From Oct. 1 through Nov. 24, 2006, 72 companies filed plans setting proposed pricing terms. They expect to raise $13.6 billion. That was busier than the same period a year ago.
From Oct. 1 through Nov. 25, 2005, 65 companies filed plans setting proposed pricing terms. They expected to raise $12.8 billion.
And the 2006 filings produced results.
From Oct. 1 through Nov. 24, 2006, 53 companies priced their IPOs. They raised $11.7 billion.
From Oct. 1 through Nov. 25, 2005, 37 companies priced their IPOs. They raised $5.14 billion.
And from Nov. 28 through Dec. 31, 2005, 23 companies went public.

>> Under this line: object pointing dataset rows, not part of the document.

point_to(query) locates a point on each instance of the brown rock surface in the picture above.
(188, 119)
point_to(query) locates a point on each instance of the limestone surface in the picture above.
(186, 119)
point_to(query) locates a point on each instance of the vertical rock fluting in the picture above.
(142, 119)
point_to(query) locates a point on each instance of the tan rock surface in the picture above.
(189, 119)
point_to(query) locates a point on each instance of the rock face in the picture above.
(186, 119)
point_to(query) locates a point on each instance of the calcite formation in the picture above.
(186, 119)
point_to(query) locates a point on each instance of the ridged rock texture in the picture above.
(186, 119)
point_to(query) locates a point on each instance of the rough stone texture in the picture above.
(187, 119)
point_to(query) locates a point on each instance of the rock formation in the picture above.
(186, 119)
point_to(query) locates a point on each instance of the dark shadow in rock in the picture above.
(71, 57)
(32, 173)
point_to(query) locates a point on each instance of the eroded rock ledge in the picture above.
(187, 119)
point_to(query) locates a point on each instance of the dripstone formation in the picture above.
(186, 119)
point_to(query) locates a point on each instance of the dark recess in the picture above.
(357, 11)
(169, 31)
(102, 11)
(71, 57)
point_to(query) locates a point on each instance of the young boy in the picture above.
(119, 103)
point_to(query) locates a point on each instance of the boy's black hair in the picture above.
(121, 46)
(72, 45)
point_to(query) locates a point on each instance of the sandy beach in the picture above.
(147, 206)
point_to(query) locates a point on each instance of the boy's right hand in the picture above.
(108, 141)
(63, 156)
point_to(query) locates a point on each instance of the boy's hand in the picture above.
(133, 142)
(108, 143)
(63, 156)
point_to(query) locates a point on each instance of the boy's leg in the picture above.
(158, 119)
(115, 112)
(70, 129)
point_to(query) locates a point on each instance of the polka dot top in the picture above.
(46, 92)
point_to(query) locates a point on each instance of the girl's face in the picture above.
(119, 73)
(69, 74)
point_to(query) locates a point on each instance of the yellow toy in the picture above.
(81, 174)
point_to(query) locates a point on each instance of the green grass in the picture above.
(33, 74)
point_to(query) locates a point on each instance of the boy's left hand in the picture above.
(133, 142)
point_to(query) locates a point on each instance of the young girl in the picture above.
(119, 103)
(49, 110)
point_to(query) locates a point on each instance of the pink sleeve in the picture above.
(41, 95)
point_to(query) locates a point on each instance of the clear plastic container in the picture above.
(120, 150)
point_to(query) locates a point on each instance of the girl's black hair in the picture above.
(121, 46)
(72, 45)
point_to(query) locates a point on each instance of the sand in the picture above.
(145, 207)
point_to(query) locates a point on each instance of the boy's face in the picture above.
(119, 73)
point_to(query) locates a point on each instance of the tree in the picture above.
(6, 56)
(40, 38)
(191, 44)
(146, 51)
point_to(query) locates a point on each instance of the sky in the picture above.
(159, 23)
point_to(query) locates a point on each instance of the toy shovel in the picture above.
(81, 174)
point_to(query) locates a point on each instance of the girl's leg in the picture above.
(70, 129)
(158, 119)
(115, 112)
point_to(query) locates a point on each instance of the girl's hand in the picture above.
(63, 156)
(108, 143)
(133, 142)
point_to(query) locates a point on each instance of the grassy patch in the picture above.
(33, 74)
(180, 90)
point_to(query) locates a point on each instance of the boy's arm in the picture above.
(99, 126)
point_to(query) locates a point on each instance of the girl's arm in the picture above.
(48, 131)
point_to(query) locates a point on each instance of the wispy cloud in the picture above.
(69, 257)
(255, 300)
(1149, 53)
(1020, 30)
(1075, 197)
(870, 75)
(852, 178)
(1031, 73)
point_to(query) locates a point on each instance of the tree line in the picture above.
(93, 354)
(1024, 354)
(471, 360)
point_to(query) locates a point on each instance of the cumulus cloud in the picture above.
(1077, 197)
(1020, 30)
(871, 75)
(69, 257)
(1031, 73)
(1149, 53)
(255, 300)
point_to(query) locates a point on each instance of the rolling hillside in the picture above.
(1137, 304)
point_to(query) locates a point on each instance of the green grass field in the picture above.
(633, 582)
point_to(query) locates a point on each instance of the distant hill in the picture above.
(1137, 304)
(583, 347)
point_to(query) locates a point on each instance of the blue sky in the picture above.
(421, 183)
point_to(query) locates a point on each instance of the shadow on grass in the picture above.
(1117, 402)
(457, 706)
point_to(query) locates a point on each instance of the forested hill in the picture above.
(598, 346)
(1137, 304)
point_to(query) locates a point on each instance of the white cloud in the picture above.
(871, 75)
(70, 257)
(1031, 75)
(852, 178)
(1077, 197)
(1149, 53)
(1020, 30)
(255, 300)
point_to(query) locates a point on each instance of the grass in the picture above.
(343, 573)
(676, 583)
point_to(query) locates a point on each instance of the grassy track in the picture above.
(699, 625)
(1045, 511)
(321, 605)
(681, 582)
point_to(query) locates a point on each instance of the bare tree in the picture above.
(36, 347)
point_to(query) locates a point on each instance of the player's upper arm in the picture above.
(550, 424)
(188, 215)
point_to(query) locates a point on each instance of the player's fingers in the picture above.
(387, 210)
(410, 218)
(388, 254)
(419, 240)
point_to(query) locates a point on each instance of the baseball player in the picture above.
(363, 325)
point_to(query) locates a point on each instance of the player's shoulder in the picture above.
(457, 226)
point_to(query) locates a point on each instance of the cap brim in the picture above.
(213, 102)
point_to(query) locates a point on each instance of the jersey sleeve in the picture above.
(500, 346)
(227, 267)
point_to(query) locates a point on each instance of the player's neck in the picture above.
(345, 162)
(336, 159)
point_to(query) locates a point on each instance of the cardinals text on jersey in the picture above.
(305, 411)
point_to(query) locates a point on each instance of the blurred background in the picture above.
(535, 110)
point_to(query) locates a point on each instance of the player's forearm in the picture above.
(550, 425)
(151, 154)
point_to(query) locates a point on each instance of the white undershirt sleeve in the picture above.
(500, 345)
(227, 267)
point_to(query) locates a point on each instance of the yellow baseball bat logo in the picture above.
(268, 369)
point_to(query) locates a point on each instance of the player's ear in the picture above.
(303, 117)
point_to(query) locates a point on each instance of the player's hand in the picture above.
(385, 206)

They raised $3.1 billion.
Last week’s filing traffic confirmed 2006’s IPO cannons were being primed for December.
This brings us back to the present.
In the shortened Thanksgiving week, bankers priced four IPOs. They raised $2.1 billion. Here were the highlights:
— Spirit AeroSystems Holdings (NYSE: SPR), a Wichita, Kansas-based manufacturer of fuselage and propulsion structures for aircraft, priced 52.1 million shares at $26 each to raise $1.4 billion. That was above its filing range of $23 to $25 per share.
When the previous week closed on Friday, Nov. 17, the consensus of IPO professionals gave the deal a “flat to up a quarter” opening shot. On Monday, rumors circulated that institutional demand was heating up, the call was moved up to “up a half to a point.” Confirmation came when the deal was priced above range.
On Tuesday, the IPO opened at $27.55, ran up to $29.30 and closed its opening day at $27.48, up $1.48 per share, or up 5.7 percent from its initial offering price.
AerCap Holdings N.V. (NYSE: AER), an Amsterdam-based provider of aircraft and engine leasing services, priced 26.1 million ordinary shares at $23 each to raise $600.3 million. That was at the mid-point of its $22- to $24-per- share filing range.
The consensus of IPO professionals gave the deal a “$1 to $2” per-share opening premium.
On Tuesday, the IPO opened at $25 per share -– up $2 — and dropped dead. It closed its opening day at $23.02, up just 2 cents per share.
By Friday’s close, 2006’s IPO aftermarket results show the win-loss ratio was nearly two winners to each loser and an aftermarket gain of over 25 percent — better than twice the performance so far of the Nasdaq Composite Index. For the year to date, the Nasdaq was up 11.6 percent.